En el discurso presidencial del miércoles hubo profusión de cifras, como es habitual. Dos resaltaron en la cima del conjunto: el porcentaje de aumento semestral a los jubilados y el consabido 54 por ciento de los votos. Son puntos firmes del Gobierno, difíciles de rebatir. La movilidad jubilatoria plasma una propuesta del oficialismo, implementada con su coeficiente sobre el que la oposición hizo predicciones apocalípticas, desmentidas en cada semestre ulterior.
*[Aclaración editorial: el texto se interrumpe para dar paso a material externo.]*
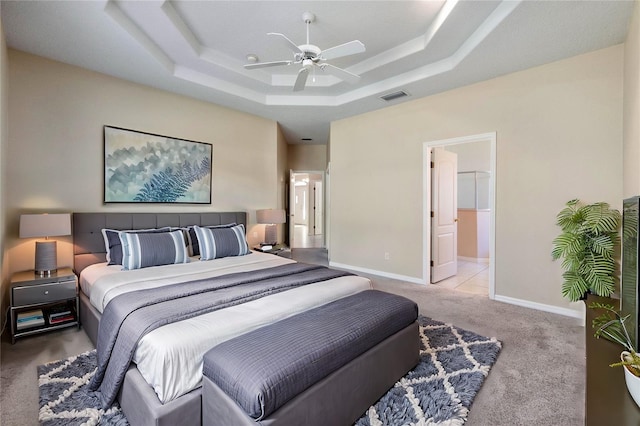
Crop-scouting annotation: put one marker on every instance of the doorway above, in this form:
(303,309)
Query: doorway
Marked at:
(306,209)
(476,185)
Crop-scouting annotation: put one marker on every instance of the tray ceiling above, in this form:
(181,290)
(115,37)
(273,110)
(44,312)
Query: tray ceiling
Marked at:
(198,48)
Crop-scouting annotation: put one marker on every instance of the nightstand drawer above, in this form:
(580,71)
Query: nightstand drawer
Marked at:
(43,293)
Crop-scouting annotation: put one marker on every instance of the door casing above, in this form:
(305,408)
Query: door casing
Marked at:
(426,202)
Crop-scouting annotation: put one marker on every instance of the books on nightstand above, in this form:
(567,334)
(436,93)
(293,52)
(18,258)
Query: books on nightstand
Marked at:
(29,319)
(59,315)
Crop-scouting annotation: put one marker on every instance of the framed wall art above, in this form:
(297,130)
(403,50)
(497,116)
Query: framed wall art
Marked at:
(147,168)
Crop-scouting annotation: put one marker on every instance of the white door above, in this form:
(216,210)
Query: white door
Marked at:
(291,206)
(301,205)
(318,209)
(444,211)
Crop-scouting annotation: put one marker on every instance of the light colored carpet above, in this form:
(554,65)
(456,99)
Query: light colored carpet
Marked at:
(538,377)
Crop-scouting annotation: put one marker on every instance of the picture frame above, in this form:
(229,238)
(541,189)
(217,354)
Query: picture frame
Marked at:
(141,167)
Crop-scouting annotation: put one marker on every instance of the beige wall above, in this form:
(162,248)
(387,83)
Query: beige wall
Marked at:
(307,157)
(559,136)
(57,113)
(283,173)
(632,107)
(4,264)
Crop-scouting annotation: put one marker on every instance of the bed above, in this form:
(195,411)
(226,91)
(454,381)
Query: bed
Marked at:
(163,383)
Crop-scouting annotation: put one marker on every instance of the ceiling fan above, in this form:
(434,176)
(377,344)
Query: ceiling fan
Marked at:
(310,56)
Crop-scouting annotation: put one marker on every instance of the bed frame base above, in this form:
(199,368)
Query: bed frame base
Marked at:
(338,399)
(138,400)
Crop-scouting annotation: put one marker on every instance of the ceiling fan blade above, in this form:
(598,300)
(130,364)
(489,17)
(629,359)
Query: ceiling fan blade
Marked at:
(267,64)
(301,80)
(340,73)
(346,49)
(288,43)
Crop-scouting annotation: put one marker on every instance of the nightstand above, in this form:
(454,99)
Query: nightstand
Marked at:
(43,303)
(277,249)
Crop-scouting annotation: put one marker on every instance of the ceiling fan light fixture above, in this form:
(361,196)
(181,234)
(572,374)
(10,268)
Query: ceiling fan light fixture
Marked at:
(311,56)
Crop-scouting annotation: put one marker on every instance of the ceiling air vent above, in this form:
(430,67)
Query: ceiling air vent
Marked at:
(395,95)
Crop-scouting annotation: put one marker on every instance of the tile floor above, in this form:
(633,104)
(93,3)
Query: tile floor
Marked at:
(472,277)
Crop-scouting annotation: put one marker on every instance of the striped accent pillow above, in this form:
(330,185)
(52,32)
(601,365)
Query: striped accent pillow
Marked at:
(192,240)
(221,242)
(113,245)
(152,249)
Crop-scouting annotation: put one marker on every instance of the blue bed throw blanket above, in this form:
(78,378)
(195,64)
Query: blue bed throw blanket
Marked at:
(128,317)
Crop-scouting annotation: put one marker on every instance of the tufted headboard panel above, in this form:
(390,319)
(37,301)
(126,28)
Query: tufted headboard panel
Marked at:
(88,243)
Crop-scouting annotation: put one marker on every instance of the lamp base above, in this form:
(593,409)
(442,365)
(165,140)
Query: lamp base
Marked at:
(46,258)
(271,234)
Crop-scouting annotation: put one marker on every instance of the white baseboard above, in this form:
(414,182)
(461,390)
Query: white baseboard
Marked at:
(413,280)
(542,307)
(474,259)
(505,299)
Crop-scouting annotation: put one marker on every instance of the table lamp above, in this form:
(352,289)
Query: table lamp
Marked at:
(270,217)
(45,225)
En ese caso, su aplicación lleva al bolsillo de los beneficiarios un incremento que superará al de la mayoría de los trabajadores activos y a la inflación medida con los índices más serios o más imaginativos.
Otro guarismo irrefutable es el que cuantifica la legitimidad de origen de Cristina Fernández de Kirchner desde 2011, que es también legitimidad de ejercicio porque el soberano la revalidó tras ocho largos años de gestiones K.
La suba a millones de jubilados trasluce que describir al 2012 como el año del ajuste es uno de los tantos simplismos de los ultra anti K. La dirigencia política opositora es una parte raída de ese colectivo: sigue ensimismada y grogui después del veredicto popular. La vanguardia mediática, en cambio, mantiene sin variantes la estrategia que tan magros resultados le dio desde 2008: estar de punta contra todo lo que diga o haga el oficialismo. Y lo que es peor, para sus propios intereses y para enriquecer el debate público. Se empecina en leer en blanco y negro una coyuntura multicolor, compleja y hasta contradictoria. Pero jamás binaria ni monótona.
Claro que hay cambios en la política económica. Habría que aclarar: siempre los hubo. El modelo kirchnerista (el cronista porfía en ponerle comillas para significar su relatividad y mutabilidad) se va adecuando a cambios de escenario, se reacomoda en función de lo que se perciben como errores, insuficiencias o cuellos de botella. En ocho años, que serán doce, el contexto doméstico y el internacional basculan permanentemente, mantener intocados los instrumentos sería una necedad. Se cambia, pues, de modo permanente. Puede (debe) debatirse si no son necesarias políticas de más largo plazo. Puede (debe) discutirse la pertinencia o el timing de las readecuaciones. Soslayar su recurrencia es una falla de percepción.